Monitor your child carefully, looking for signs of dehydration. Call your child’s doctor right away if you think your child is dehydrated.
Change your child’s diaper immediately after a bowel movement. This can help prevent diaper rash and irritation. Use water instead of wipes, which can further irritate the skin. Over-the-counter creams with zinc oxide (such as Desitin) can also help soothe and protect skin.
Take your child to the doctor if they’ve had diarrhea for more than two days. You should also take them to the doctor if they show any of the following symptoms:
- bloody diarrhea
- severe diarrhea (more than eight stools in eight hours)
- diarrhea accompanied by vomiting
- abdominal pain or cramping
- recurring diarrhea
Diarrhea in infants and young children can quickly lead to dehydration, which is a dangerous condition. Don’t hesitate to call a doctor.

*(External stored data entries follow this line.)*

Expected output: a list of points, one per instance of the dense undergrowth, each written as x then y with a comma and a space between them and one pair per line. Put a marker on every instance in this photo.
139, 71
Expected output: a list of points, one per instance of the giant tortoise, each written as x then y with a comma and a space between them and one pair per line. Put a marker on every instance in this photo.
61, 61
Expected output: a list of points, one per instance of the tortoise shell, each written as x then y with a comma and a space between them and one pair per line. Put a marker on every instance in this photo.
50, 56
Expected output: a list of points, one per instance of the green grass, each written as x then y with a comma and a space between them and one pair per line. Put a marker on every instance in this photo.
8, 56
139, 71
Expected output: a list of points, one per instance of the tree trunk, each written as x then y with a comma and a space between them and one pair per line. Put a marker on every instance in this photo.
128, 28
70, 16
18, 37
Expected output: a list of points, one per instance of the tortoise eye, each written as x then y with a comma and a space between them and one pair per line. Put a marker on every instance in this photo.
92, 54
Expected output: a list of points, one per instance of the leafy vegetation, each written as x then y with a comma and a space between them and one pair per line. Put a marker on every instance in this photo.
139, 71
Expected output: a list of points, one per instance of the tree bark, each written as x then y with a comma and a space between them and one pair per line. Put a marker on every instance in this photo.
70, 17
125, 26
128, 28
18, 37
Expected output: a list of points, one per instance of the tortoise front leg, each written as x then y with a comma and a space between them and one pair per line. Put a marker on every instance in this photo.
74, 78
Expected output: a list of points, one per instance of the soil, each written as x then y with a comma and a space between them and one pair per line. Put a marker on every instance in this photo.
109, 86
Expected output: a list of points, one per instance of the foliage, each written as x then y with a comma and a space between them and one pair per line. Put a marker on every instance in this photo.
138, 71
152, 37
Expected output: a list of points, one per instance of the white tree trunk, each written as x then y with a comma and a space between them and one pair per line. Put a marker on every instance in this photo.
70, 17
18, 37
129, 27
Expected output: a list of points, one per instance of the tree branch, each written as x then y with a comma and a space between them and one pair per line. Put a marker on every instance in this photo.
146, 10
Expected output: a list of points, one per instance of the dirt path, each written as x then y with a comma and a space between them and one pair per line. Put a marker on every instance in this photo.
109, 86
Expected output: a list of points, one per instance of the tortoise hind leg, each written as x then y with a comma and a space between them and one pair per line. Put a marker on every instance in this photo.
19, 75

The doctor will want to determine the cause of your child’s diarrhea if the condition becomes chronic (long-term). A complete medical history and physical examination will be required. Be prepared to provide information about your child’s diet, eating habits, and medications. Your child’s doctor may use the following tests to determine the cause:
- blood tests (to check for disease)
- stool culture (to check for bacteria and parasites)
- allergy tests
Depending on the results of these tests, further testing may be needed.
The treatment plan for your child will depend on the cause and severity of their diarrhea.
Your child may need to stay in the hospital if they’re experiencing chronic diarrhea or dehydration. They’ll likely be given fluids containing electrolytes to help restore balance.
It’s important to follow the doctor’s advice carefully. Avoid giving your child foods or liquids that trigger diarrhea. Stick with bland foods instead (such as potatoes, toast, or bananas) until the diarrhea has subsided.
Diarrhea can’t always be prevented. However, you can lower your child’s risk of getting diarrhea by practicing good hygiene and following safe food preparation guidelines.
Speak with your child’s doctor if you’re planning on traveling with your child to a foreign country. The doctor will be able to give you specific information on how to avoid traveler’s diarrhea. Here are some preparatory measures to keep in mind:
- Use bottled water for drinking, making ice cubes, cooking, and brushing teeth.
- Avoid unpasteurized milk or milk products.
- Wash and peel raw fruits and vegetables.
- Avoid eating raw or undercooked meat, poultry, fish, and shellfish.
- Avoid getting food from street vendors.
- Pack some snacks from home for your child.
- Practice proper hygiene and wash your child’s hands often.
- Pack hand cleansers or wipes in case there aren’t hand-washing facilities.
The U.S. Food and Drug Administration (FDA) has approved two oral vaccines that can help prevent rotavirus infections in children (RotaTeq and Rotarix). Both are given in multiple doses to babies during their first months of life. Ask your child’s doctor if these vaccines are recommended for your child.